One of South Asia’s most widely published columnists, Bidwai is a social science researcher and activist on human rights, environment, global justice and peace. Clearly, a work of love, the book has been put together very painstakingly. The results are obvious not just from the selection of topics as chapters, but also the collection of notes at the end of each chapter, pointing readers to explore, educate and seek answers of their own accord. The book is a marvellous example of intelligent critiquing but it does not stop there; it goes on to suggest possible solutions to dilemmas in the climate change arena.

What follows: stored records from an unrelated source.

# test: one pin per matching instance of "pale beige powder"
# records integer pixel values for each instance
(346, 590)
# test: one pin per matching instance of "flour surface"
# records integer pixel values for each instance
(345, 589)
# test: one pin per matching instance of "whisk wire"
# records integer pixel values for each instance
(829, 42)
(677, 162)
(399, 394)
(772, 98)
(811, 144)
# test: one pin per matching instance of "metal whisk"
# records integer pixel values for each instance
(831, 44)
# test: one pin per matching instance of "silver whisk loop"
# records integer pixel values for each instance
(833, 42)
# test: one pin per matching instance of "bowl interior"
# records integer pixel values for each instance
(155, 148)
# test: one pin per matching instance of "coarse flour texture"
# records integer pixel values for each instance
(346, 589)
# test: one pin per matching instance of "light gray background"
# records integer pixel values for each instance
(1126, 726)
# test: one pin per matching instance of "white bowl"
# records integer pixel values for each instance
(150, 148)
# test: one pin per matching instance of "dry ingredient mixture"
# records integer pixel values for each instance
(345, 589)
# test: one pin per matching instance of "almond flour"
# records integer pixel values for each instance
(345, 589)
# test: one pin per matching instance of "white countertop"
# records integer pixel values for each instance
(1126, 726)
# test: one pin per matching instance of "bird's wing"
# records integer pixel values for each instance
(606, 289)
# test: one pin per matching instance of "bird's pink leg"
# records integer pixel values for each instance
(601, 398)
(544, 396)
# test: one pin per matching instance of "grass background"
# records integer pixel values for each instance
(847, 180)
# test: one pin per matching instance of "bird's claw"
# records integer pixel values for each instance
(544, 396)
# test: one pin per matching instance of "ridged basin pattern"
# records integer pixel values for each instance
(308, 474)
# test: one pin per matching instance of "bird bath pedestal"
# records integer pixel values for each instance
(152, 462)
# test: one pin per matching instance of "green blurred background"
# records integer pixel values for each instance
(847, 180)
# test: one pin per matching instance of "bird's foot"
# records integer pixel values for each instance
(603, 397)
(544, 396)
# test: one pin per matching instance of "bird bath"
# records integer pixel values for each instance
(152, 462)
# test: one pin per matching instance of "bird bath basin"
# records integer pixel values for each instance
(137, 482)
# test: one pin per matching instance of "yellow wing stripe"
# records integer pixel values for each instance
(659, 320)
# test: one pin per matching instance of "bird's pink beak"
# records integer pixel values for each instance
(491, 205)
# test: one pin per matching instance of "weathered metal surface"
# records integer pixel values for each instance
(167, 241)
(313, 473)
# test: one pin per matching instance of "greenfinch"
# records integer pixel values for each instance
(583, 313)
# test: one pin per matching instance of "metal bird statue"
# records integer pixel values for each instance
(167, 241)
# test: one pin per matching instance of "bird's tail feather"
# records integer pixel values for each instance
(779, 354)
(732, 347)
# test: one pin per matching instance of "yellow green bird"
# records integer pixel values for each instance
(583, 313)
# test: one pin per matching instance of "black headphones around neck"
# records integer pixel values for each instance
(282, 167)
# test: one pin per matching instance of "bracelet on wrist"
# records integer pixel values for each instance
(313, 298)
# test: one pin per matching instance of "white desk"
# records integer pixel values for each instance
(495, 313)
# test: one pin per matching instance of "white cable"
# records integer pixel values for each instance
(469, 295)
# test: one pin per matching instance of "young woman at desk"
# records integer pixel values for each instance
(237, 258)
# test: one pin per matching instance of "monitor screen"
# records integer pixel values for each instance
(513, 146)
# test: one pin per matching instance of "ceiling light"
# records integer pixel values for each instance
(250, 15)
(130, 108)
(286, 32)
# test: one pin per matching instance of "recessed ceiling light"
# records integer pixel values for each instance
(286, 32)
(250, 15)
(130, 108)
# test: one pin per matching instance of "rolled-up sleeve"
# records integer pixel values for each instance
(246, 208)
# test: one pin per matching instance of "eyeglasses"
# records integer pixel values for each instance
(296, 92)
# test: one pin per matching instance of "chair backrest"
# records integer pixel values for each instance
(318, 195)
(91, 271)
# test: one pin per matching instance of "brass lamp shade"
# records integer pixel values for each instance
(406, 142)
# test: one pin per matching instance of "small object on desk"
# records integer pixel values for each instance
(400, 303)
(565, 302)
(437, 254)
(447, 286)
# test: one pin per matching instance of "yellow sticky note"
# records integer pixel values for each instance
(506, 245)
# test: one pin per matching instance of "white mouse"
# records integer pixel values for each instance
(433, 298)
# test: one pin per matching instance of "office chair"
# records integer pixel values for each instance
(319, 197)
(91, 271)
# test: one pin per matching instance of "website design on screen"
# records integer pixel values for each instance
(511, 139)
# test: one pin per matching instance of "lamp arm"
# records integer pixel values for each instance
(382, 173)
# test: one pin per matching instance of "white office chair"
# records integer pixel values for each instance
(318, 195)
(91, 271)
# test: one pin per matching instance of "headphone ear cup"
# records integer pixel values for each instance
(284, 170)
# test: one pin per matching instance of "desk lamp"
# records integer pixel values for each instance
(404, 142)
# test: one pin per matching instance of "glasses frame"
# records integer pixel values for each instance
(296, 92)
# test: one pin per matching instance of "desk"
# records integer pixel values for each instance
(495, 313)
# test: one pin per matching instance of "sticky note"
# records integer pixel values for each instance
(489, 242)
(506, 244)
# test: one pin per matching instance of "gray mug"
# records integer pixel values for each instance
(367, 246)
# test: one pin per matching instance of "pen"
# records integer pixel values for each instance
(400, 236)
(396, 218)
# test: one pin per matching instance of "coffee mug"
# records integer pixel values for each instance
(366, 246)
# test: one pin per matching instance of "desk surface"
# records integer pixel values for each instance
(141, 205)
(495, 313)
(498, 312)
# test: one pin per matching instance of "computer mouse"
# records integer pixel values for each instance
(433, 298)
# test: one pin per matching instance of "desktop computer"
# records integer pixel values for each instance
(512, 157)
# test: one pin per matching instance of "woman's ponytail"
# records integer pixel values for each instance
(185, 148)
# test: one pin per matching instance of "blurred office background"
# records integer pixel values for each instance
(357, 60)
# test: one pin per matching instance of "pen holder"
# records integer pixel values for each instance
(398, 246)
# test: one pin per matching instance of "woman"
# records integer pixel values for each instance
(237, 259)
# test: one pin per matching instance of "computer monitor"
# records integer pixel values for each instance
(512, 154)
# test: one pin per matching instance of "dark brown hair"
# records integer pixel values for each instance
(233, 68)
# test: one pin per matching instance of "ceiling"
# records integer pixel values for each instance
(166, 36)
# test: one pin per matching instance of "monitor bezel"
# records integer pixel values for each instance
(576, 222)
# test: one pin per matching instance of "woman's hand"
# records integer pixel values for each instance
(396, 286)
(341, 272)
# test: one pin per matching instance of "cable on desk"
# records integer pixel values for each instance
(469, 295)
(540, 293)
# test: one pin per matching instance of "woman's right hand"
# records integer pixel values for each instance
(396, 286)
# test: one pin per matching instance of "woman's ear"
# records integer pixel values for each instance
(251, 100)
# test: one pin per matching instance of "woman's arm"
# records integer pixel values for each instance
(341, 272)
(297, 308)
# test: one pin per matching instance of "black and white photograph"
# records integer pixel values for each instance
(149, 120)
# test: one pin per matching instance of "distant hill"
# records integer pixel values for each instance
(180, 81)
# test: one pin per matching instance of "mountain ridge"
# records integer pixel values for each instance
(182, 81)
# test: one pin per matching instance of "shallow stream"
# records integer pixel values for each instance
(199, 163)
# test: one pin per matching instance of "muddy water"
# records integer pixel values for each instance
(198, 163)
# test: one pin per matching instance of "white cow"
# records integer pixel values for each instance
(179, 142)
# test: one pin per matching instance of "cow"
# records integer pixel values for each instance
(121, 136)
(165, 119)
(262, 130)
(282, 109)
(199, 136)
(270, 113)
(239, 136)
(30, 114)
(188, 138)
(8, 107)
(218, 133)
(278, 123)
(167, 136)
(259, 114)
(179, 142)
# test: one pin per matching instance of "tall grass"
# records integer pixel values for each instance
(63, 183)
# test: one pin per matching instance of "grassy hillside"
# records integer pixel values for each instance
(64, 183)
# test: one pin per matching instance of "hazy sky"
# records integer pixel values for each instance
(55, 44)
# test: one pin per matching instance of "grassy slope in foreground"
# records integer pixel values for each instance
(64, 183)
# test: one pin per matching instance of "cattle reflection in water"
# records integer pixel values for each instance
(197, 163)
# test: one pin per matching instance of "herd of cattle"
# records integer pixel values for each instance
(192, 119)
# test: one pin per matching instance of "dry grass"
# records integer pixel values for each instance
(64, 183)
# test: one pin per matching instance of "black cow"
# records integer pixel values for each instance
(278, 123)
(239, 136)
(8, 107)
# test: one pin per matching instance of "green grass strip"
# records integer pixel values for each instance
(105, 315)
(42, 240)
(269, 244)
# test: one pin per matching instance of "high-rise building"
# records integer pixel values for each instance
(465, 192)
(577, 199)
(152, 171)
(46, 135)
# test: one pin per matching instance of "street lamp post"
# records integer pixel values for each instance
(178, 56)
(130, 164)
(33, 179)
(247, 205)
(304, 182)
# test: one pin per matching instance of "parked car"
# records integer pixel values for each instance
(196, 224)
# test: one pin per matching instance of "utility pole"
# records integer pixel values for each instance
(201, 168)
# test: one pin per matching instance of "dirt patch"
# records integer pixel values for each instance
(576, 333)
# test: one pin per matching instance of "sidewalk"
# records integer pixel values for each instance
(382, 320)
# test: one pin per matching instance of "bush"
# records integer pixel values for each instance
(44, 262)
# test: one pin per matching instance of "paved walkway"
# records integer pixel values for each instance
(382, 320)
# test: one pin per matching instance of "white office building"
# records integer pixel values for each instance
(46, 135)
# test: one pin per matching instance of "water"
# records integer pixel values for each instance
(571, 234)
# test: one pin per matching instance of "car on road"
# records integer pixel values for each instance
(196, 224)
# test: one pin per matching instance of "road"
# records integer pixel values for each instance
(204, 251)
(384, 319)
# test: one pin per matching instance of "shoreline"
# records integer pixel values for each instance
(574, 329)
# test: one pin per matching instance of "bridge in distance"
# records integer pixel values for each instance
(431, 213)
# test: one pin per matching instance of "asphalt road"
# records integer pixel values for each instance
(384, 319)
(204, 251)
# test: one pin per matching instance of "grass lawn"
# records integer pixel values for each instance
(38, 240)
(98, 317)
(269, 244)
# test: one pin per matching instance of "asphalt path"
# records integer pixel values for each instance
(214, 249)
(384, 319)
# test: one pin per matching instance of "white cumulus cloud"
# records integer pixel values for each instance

Aside from the history of climate change negotiations and where they stand today (a must for all students of climate change), Bidwai tackles India’s role in the crisis, how it should respond and why its sabre rattling (read “growth at all costs”) has been to the country’s own detriment, in a very frank and transparent manner. While Bidwai accepts that India has a powerful case on the right to development because a majority of its people lack the bare necessities of survival, he believes that the government is wrong in insisting that the world must respect and accept the economic model India is pursuing. After all, India’s myopic stance on GDP growth at all costs has not helped the poor thus far, and is not likely to help them in the future.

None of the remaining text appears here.